One night in Greenwich, Max and I were alone after the show. It was my 30th birthday and there were no trains back into town. He drove us to Covent Garden in his Hillman Minx. Maggi Hambling told me he once had a goldplated Rolls-Royce.

In Goodwin’s Court, he took me to a Chinese restaurant with a window full of splayed orange ducks. He told me wonderful stories of his travels: as a comic dancer, he found there was no language barrier.

In Paris, he worked at the Casino de Paris in a revue, with Maurice Chevalier. He had a girlfriend, Susie, older than him and gorgeous – maybe on the game. She wore silk stockings and they were lovers whenever he was in Paris.

In Germany, he was free to study Grock (1880-1959), the Swiss clown and physical comedian who mesmerised his audience. As with Max, his act knew no language barrier. He came to England but when they approached him to claim income tax, he disappeared, never to return again!

Max shared the bill at the Palladium with Frank Sinatra. After the show had been on some time, the management told him he had to curtail his act by six minutes. He worked out at what point to stop, walked to the front of the stage and, placing one foot on the footlights, said,

‘There was a young man from Dundee,

Who got stung on the neck by a bee.

When asked if it hurt,

He said, “Not very much.

It can do it again if it likes.”

Goodnight, folks.’

Dan Leno would have been proud.

Max’s good fortune was that Greenwich Theatre had a panto being rehearsed and, for two weeks after the close of The Entertainer, there was no evening show.

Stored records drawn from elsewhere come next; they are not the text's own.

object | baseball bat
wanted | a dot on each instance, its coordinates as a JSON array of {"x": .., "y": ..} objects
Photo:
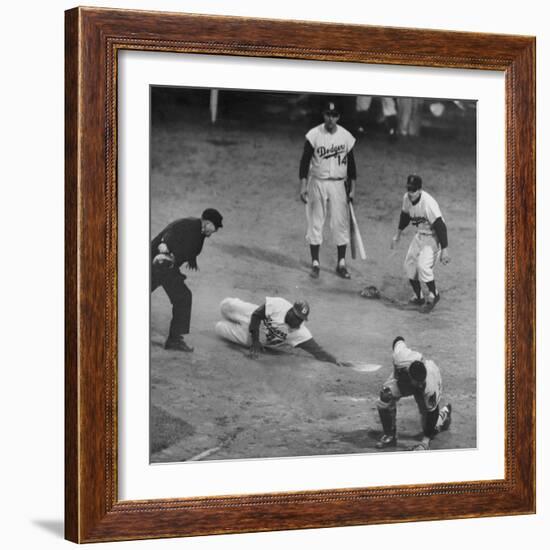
[{"x": 356, "y": 234}]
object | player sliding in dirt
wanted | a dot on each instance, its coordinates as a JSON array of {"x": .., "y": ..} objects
[
  {"x": 275, "y": 323},
  {"x": 412, "y": 375}
]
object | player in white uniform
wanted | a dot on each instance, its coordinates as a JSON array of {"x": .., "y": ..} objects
[
  {"x": 429, "y": 243},
  {"x": 412, "y": 375},
  {"x": 275, "y": 323},
  {"x": 327, "y": 163}
]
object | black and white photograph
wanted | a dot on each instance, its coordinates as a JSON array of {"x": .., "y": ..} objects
[{"x": 313, "y": 274}]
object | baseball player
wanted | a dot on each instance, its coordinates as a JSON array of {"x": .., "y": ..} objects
[
  {"x": 327, "y": 163},
  {"x": 275, "y": 323},
  {"x": 412, "y": 375},
  {"x": 180, "y": 242},
  {"x": 429, "y": 243}
]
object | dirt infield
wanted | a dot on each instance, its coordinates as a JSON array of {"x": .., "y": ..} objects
[{"x": 216, "y": 403}]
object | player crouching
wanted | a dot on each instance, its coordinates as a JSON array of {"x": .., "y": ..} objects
[
  {"x": 429, "y": 243},
  {"x": 412, "y": 375}
]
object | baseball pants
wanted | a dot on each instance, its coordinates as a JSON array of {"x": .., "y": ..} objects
[
  {"x": 236, "y": 321},
  {"x": 327, "y": 197},
  {"x": 421, "y": 257},
  {"x": 173, "y": 283}
]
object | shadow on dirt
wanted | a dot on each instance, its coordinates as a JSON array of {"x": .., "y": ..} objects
[
  {"x": 362, "y": 439},
  {"x": 256, "y": 253}
]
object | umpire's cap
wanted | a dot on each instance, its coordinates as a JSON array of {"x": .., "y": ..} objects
[
  {"x": 417, "y": 371},
  {"x": 301, "y": 309},
  {"x": 330, "y": 108},
  {"x": 212, "y": 215},
  {"x": 414, "y": 183}
]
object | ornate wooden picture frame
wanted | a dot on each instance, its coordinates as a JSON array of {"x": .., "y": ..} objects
[{"x": 93, "y": 511}]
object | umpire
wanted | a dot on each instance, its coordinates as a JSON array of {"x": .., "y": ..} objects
[{"x": 181, "y": 241}]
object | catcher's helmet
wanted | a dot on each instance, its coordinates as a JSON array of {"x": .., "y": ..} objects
[
  {"x": 301, "y": 309},
  {"x": 414, "y": 183},
  {"x": 417, "y": 371}
]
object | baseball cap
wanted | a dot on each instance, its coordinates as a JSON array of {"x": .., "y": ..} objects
[
  {"x": 330, "y": 108},
  {"x": 417, "y": 371},
  {"x": 212, "y": 215},
  {"x": 414, "y": 182},
  {"x": 301, "y": 309}
]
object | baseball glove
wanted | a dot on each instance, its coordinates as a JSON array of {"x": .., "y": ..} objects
[
  {"x": 164, "y": 261},
  {"x": 420, "y": 447},
  {"x": 370, "y": 292}
]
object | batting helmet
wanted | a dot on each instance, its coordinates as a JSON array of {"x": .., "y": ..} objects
[
  {"x": 417, "y": 371},
  {"x": 301, "y": 309}
]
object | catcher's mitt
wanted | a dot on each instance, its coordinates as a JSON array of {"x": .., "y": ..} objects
[
  {"x": 370, "y": 292},
  {"x": 420, "y": 447}
]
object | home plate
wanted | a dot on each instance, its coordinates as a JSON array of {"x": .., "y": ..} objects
[{"x": 360, "y": 366}]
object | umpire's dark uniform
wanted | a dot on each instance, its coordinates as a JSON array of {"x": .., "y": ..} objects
[{"x": 184, "y": 239}]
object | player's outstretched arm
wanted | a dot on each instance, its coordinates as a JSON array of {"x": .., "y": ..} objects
[
  {"x": 313, "y": 348},
  {"x": 440, "y": 229},
  {"x": 404, "y": 220},
  {"x": 254, "y": 329}
]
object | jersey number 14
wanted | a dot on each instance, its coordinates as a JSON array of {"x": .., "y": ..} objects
[{"x": 342, "y": 161}]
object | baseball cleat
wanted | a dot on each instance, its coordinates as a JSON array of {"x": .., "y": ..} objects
[
  {"x": 386, "y": 440},
  {"x": 342, "y": 272},
  {"x": 420, "y": 447},
  {"x": 416, "y": 301},
  {"x": 178, "y": 344},
  {"x": 446, "y": 412},
  {"x": 431, "y": 302}
]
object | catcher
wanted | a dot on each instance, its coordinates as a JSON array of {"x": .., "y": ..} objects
[
  {"x": 179, "y": 242},
  {"x": 273, "y": 324},
  {"x": 412, "y": 375}
]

So Max put on a one-man show, Aspects of Wall, which then transferred to the Garrick Theatre and brought him back to the centre of things.

I saw it many times. The last time I took choreographer Eleanor Fazan, an elegant, joyous woman known as Fiz.

After the show, we went to Rules restaurant in Covent Garden, where the staff remembered Max from when he’d been in The Pajama Game at the London Coliseum. Max was very taken with Fiz and she was delighted to be with him. A great night – and the last time I saw him.

Max’s second wife, 26 years his junior, wrote a note when she left him, saying, ‘You will end up in one room, alone, with nothing.’

Well, she was wrong. Max collapsed and died in his favourite restaurant, Simpson’s in the Strand, where he was entertaining two friends and the staff. The last thing he saw was a joyous, loving audience.

I recently saw a documentary on Max on Talking Pictures TV. The last sequence of the film was him on stage, facing his audience in his Wallofski wig, making bourgeois utterances of no meaning whatsoever.

The audience was delirious and vocal, expressing their happiness for him and for the fact that they were present.

Dan Leno would have been proud and Grock would have been mesmerised. The night of the splayed ducks was a highlight of my life.